Glasgow Cluster YPF Install
YPF generates and maintains the infrastruture to install a machine via PXE boot, which then starts a Scientific Linux kickstart install.
The kickstart install does only very basic machine configuration, installing a basic RPM set with updates. When the machine reboots it signals this fact to the master server, requesting its secrets (ssh keys, etc.). Then cfengine starts and finalises the machine's configuration.
(The advantage of concentrating the install complexity in cfengine is that ssh has now started and the machine can be logged into to sort any problems. A stalled kickstart is much more difficult to recover from.)

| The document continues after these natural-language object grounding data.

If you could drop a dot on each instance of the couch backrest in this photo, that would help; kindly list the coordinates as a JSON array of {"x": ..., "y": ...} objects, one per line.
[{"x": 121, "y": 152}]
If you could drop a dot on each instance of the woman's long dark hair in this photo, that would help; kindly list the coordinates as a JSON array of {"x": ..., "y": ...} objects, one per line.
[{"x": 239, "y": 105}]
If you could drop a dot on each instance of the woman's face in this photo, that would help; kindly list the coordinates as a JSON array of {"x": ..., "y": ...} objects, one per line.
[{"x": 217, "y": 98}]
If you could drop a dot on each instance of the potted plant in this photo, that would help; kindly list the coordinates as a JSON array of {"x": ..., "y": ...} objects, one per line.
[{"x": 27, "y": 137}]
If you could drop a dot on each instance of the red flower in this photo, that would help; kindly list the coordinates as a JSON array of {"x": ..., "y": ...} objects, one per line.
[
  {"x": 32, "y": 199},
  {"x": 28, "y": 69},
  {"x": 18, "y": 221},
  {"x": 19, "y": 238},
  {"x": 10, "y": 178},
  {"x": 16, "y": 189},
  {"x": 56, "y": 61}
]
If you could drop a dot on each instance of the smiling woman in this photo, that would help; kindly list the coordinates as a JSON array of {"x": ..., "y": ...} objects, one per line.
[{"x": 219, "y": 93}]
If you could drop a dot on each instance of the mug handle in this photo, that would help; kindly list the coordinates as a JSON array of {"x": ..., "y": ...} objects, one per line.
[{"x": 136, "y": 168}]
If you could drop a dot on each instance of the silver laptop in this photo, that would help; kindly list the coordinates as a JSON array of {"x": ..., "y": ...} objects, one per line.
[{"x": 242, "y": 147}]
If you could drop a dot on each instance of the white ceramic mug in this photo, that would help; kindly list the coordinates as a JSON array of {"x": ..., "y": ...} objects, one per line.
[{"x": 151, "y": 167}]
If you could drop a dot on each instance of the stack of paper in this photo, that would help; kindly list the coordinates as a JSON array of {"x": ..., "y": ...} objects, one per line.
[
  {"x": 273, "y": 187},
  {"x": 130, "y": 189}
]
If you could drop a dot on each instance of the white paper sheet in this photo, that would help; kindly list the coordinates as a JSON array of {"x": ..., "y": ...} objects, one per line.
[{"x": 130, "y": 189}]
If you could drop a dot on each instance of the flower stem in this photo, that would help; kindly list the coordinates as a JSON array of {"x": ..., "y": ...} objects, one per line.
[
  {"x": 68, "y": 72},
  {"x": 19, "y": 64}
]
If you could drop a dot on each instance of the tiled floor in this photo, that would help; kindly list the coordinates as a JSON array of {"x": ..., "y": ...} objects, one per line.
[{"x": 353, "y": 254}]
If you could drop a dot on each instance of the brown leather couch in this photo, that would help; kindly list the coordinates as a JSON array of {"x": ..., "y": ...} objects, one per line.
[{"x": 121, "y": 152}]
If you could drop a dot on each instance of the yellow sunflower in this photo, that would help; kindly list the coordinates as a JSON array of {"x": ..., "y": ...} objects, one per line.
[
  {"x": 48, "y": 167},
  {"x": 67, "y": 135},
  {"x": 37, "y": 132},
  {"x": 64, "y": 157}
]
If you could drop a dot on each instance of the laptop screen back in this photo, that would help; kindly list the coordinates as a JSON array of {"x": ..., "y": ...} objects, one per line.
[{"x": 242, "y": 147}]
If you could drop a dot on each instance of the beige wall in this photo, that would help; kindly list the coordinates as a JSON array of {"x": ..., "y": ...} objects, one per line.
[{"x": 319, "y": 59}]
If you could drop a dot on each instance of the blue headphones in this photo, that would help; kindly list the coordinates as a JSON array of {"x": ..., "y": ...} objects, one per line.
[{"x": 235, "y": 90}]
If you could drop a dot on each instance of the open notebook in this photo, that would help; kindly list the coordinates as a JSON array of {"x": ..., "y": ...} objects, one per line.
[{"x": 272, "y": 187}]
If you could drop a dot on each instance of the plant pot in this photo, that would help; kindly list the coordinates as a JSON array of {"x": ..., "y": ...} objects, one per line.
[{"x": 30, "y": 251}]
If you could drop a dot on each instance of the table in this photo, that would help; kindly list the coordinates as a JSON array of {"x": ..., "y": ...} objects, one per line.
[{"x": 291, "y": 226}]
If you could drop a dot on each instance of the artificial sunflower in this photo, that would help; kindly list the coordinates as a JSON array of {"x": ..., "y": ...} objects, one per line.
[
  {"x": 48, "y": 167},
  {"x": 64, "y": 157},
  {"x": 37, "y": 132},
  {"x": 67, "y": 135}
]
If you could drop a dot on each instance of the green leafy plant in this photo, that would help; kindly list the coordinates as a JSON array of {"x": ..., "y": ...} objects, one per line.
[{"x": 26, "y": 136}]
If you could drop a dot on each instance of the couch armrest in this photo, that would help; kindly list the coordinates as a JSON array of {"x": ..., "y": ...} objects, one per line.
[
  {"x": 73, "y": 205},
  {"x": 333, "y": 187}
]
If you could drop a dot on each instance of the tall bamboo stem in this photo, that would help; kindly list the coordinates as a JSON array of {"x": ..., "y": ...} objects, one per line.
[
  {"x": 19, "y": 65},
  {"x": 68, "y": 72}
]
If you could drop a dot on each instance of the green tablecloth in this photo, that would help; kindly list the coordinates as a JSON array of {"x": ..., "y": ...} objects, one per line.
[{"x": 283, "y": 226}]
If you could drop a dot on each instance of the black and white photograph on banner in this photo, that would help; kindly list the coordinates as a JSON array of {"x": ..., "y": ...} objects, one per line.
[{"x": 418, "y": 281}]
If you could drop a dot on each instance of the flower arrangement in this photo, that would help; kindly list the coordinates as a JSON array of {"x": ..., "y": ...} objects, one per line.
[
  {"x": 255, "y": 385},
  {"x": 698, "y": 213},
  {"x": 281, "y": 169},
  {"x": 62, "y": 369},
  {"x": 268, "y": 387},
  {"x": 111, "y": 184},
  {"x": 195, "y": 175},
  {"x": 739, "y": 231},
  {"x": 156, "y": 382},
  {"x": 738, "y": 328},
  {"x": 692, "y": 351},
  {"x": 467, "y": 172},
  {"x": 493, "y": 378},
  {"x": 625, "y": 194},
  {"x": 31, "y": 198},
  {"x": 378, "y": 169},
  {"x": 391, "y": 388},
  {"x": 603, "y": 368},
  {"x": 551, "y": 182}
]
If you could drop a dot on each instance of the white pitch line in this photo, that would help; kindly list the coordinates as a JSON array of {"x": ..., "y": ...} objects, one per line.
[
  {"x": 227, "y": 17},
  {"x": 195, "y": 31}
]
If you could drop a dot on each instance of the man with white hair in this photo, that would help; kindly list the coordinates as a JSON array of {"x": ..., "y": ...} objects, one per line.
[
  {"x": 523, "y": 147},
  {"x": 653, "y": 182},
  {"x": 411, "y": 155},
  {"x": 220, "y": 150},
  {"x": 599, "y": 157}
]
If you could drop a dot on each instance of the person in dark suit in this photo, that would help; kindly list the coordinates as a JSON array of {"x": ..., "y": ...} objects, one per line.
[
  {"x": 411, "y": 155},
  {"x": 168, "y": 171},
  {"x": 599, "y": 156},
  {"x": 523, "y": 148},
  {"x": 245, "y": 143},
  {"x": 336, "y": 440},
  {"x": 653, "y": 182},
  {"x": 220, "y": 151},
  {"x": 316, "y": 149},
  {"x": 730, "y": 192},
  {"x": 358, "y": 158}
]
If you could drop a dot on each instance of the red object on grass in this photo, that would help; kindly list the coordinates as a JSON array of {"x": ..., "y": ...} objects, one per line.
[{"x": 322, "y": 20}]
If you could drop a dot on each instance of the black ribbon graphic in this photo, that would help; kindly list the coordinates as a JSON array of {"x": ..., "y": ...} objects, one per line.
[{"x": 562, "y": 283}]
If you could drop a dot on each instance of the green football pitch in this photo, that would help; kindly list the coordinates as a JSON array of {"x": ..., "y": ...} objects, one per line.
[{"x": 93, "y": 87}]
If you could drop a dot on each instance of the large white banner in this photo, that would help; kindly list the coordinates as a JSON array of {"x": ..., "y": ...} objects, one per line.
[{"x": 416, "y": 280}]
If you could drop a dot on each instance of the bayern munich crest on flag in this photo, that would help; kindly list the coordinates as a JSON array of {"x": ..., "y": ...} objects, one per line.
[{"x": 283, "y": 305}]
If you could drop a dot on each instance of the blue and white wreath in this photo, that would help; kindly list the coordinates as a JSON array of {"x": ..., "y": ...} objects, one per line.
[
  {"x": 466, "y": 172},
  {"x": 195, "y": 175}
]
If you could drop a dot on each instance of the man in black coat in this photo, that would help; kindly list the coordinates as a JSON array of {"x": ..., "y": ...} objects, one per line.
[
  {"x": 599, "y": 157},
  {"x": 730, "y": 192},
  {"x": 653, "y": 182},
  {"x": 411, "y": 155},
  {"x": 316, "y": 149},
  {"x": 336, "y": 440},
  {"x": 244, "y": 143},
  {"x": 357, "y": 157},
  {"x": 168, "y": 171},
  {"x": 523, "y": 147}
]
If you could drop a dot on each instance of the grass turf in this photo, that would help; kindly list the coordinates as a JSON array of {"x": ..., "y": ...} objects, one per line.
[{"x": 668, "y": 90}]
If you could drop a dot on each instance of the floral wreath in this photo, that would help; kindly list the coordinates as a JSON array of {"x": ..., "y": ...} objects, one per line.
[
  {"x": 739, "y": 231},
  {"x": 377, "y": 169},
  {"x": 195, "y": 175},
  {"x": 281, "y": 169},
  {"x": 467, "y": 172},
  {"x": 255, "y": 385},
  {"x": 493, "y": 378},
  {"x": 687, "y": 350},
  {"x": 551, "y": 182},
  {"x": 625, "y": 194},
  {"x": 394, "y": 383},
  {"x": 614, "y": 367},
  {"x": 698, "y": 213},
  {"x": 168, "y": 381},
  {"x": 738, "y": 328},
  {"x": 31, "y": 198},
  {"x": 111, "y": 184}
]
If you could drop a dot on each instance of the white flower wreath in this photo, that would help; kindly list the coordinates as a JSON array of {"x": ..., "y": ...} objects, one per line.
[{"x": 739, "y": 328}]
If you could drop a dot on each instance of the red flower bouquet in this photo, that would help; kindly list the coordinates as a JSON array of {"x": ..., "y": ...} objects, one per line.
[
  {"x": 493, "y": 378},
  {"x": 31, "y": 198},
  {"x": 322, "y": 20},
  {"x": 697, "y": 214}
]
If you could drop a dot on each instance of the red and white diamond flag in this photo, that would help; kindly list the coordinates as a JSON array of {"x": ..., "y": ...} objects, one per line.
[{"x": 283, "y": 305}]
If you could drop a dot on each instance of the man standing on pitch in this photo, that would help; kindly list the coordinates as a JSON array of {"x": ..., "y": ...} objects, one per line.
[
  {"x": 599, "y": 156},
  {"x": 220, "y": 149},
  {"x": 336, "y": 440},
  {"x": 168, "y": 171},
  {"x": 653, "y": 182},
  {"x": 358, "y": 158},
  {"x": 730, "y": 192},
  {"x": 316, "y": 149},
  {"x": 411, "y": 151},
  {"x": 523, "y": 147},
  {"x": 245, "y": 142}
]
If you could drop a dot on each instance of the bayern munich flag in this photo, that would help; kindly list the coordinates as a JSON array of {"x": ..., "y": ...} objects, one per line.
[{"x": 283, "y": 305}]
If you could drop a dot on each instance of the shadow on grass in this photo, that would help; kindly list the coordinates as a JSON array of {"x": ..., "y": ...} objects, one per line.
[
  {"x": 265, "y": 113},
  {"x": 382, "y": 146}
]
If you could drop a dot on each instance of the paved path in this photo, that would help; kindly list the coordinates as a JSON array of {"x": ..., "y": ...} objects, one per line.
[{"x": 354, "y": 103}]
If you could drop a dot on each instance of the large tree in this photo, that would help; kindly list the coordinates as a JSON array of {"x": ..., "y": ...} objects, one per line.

If this is a new node to the cluster then it needs to be added to the YPF database and various cluster configuration files regenerated, see Glasgow Cluster YPF Adding A New Host.
You will also need to generate the IP configuration that drops into /etc/sysconfig/network-scripts/ifcfg-ethN using the mkifcfg and mkskel pages.
- Use the setboot utility to set the correct PXE boot for the host, e.g., sl-4x-x86_64-eth0-ks
- Note the coded boot image here: Scientific Linux (sl), version 4x, architecture x86_64, install over eth0, with kickstart (ks).
- For a list of boot images see the /usr/local/ypf/tftp/pxelinux.cfg directory.
- Note that the tftp server does follow soft links, so the kernel and inidrd images in /usr/local/ypf/tftp are links to the /mirror area. (see Glasgow Mirrors)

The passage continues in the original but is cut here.